David L. MacFarlane (March 13, 1893 – January 3, 1953) was an American educator most notable for serving as president of the Kansas State Teachers College (KSTC), now known as Emporia State University. Before heading the Kansas State Teachers College, MacFarlane was a professor of history in a couple of institutions in Kansas.

==Biography==

===Early life and education===
David L. MacFarlane was born on March 13, 1893, in Dundee, Scotland and moved to West Warren, Massachusetts, at the age of five. He received both his Bachelor of Arts and Master of Arts from Northwestern University, graduating in 1916 and 1917. He received his doctorate in 1931 from the University of Edinburgh.

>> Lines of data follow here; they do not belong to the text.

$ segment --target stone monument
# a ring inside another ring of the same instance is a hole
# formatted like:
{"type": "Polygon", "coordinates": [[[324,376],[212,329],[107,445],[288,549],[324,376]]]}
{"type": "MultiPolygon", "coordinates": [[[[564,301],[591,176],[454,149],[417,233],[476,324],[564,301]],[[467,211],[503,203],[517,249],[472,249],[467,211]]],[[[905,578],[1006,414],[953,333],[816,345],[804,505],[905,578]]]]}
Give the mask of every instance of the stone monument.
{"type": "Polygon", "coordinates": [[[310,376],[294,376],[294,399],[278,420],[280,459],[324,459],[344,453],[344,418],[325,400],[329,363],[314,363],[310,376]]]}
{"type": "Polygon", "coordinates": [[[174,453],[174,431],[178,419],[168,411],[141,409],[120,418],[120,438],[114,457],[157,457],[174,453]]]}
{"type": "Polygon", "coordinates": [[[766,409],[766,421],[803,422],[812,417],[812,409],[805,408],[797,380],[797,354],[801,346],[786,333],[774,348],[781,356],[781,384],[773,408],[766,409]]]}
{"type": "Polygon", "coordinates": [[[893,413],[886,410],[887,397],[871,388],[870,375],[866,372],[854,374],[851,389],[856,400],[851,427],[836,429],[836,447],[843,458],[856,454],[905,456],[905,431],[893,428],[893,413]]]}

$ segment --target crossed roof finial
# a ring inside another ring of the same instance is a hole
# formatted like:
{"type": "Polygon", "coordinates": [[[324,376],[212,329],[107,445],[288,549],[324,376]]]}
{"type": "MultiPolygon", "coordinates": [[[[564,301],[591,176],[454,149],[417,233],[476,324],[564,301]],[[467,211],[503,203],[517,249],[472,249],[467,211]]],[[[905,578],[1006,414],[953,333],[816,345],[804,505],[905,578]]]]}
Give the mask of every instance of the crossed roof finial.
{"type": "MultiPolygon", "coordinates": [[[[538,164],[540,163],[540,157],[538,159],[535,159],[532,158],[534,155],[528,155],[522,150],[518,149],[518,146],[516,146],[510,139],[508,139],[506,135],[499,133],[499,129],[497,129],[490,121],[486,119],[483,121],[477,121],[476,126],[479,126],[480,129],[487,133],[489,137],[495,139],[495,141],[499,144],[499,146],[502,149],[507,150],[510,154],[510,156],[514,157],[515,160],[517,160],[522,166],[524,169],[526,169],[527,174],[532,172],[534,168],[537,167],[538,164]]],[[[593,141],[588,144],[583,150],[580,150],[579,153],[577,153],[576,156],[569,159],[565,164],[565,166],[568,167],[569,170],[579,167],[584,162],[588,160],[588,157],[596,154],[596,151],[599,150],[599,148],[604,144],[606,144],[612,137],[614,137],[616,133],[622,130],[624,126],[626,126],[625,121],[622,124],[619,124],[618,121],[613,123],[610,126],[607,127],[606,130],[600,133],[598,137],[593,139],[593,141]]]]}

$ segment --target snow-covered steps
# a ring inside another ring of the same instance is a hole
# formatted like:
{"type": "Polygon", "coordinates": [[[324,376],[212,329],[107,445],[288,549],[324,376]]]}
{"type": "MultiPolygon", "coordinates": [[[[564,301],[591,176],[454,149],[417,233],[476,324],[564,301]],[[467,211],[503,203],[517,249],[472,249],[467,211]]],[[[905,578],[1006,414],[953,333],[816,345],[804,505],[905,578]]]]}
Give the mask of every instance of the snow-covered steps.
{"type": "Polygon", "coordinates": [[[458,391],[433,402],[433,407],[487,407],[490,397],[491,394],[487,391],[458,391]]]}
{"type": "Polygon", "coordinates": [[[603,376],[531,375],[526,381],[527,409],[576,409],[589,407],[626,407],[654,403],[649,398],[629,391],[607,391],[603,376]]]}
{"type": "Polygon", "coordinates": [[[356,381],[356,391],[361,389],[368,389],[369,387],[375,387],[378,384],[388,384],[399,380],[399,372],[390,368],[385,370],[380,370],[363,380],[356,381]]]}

During World War I, MacFarlane joined the United States Army serving as a second lieutenant of the infantry. He also served in the United States Army Reserve until 1928. In 1922, he became a professor and head of the history department at Southwestern College from 1922 to 1935.

===Kansas State Teachers College===
In 1935, MacFarlane was hired as a professor in history at the Kansas State Teachers College in Emporia, Kansas. In 1936, he became dean of men at KSTC and held that position for nine years until being selected as KSTC's tenth president. During MacFarlane's tenure, he was able to gain funds to build the William Allen White Library on the south side of campus and build new residence halls on the north side of campus. in 1952, MacFarlane suffered from heart problems and later died, on January 3, 1953, while still in office.